<!--:en-->Detroit Ringo Kai Japanese School - 2012 40th Anniversary Sports Festival<!--:--><!--:ja-->デトロイトりんご会補習授業校 2012年度 40周年記念大運動会<!--:--> 8

 6月16日(土)、デトロイトりんご会補習授業校の運動会が開催された。今回の運動会は、ノバイメドウズ校へ移転後、初の運動会。また、デトロイト補習授業校発足40周年にあたる記念すべき運動会となった。種目は昨年とほぼ同様に行われたが、開会式では創立40周年の記念式典が催され、競技開始の前に、幼稚園から高等部まで全校約800名の子ども達と教職員等関係者の記念の集合写真撮影が行なわれた。

 中学生は午前中はクラス対抗の球技大会を行い、午後は運動会に合流。高校生は運動会の競技の手伝いや放送、模擬店を担当しながら競技に出場するなど、学年によって流れや動きの違いはあるものの、年齢差を越えた一大イベント。

 ノバイメドウズフィールドが会場となり変わった点は、ベンチ式の観客席が利用できることと、その最上部にある放送室が本大会の放送拠点となったこと。それに伴い、放送室の前に当たる中央寄りのエリアは、テントを張らずにカメラゾーンに設定された。かけっこなどはその目の前がゴールとなるため、保護者たちにとって最適な配置となり、ベストショットを収めようとする保護者で常時にぎわっていた。

 記念大運動会は晴れ渡った大空の下、開会宣言で幕開け。日米両国の国旗掲揚の後、君島学校長より「一生懸命走ったり応援したりして、皆さんの手で成功させてください」との激励のほか、多数の担当企業で構成されている実行委員による様々な準備について説明を加え、子供たちに感謝の気持ちをもつよう諭した。
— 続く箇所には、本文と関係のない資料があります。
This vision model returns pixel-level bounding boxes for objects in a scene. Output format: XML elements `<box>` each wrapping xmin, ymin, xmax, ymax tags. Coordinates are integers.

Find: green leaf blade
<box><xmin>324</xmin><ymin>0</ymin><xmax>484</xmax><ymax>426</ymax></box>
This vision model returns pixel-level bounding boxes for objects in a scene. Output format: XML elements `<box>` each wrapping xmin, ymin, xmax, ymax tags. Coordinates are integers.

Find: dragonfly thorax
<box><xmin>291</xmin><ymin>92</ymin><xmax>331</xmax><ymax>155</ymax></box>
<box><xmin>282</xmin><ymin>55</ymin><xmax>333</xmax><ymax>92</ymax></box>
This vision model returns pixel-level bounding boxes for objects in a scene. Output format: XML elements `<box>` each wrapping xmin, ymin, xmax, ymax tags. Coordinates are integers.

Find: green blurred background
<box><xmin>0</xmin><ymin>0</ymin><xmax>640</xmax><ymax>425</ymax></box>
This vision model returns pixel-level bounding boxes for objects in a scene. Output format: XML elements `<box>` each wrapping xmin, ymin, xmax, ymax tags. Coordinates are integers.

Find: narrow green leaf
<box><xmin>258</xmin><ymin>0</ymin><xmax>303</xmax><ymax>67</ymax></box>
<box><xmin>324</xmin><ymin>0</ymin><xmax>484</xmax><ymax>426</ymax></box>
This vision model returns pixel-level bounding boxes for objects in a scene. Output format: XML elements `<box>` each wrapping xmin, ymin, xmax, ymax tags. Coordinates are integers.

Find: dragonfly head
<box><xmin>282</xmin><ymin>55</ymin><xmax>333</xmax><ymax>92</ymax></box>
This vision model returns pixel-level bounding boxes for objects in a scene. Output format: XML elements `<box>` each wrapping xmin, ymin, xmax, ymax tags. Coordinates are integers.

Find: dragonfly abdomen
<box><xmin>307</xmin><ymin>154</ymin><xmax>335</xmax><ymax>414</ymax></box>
学校長の呼びかけに応じた児童生徒たちの「ありがとう」の声が響き渡った。

 来賓の松田総領事は、幼稚園児と小中学生には怪我をしないようにと言葉をかけ、運動会各種目のサポートを行なう高校生には「裏方に徹することが将来役に立つ」と応援した。ノバイ市副教育長も開会式に駆けつけ、「ベストを尽くせば必ず素晴らしいものになる」と英語でのエールを送った。本大会には吉村副領事、植田JBSD事務局長、中浜JSDウィメンズクラブ会長も来賓として列席し、子ども達のがんばりを温かく見守っていた。

 生徒会長による生徒会の活動内容の説明などを含めた挨拶の後、小学部6年生2名と中学生代表による力強い選手宣誓、そして校歌斉唱と続き、運動会のムードが高まった。

 例年、高校生によるデザインのTシャツを高校生や運営に当たる人たちが着るのが恒例になっている。今年のTシャツには背中に「闘志を一つに栄光に」の文字と「努力はダイヤモンドのように美しい!」を添えたダイヤモンドと「40th Anniversary」、そして胸には40周年にあたって公募した記念ロゴが光った。ロゴは定規などの図柄とりんご会のロゴを組み合わせたデザイン。鮮やかなブルー色のTシャツを着た高校生達は競技のサポートの他、模擬店の準備と運営も担当し、団体競技にも出場し、大活躍していた。

 徒競走などの個人競技が行われた後、日本の運動会の伝統的な種目である「綱引き」「玉入れ」「騎馬戦」などの団体競技が続いた。

 幼稚園児と保護者の親子ダンスは毎年演目を替えているが、今年は日本でブームを巻き起こした「マルモリダンス」。テレビドラマのエンディングソング「マル・マル・モリ・モリ!」の振り付けで、かなり難しい動きだが、今年度開設した‘年中’園児たちも見事な習得ぶりを披露した。微笑ましい姿に、観客席にも笑顔が広がった。ダンスが終わるタイミングでカラフルな風船が飛ばされ、彩と余興を加えた。

 同校の運動会は紅白対抗戦。団体種目の判定が発表されるたびに大歓声が上がった。小学部高学年の騎馬戦では、40周年記念スペシャルと銘打って、例年は無い男女混合の一戦を追加。迫力ある大人数の戦いぶりに会場は大いに盛り上がった。

 最後の団体戦が終わった時点では圧倒的に白組が優勢。代表選手による紅白対抗リレーに勝負の行方がかかった。選手達の颯爽とした走りに感嘆の声が上がり、声援はピークに達した。写真判定が必要かと思われたほど、ほぼ同時にゴールするという劇的なシーンも生まれた。最終総合成績は閉会式まで伏せられ、結果を気にしつつグランドに整列。

 いよいよ成績発表。得点ボードの百の位から開かれ、同じ数字が並んだ。続いて十の位も同じになるという昨年と同じ展開にどよめきが起きた。結果は1点差で赤組の勝利となった。君島校長先生は閉会にあたって、「紅白どちらもよく戦った」「とても感動しました」と称賛。「学校生活を送る大きなエネルギーになることでしょう」と伝え締めくくった。

  週一回だけの補習授業校。限られた授業時間とあり、全体での予行演習もままならず、多くの競技がぶっつけ本番を強いられる。今回は校舎が移転して初めての運動会とあって、例年にも増して事前の打ち合わせが入念に行われたという。集合写真撮影という大仕事も追加されたにも拘らず、会は順調に進行し午前中のプログラムは予定より30分程早く終了。午後も滞りなく進み、記念の大運動会は成功を収めた。

 これまでの貴重な経験の積み重ねと、関係者らの強固な結束力があればこそ。デトロイト補習授業校40年の歴史と、関係者の和が伝わる華やかな大運動会であった。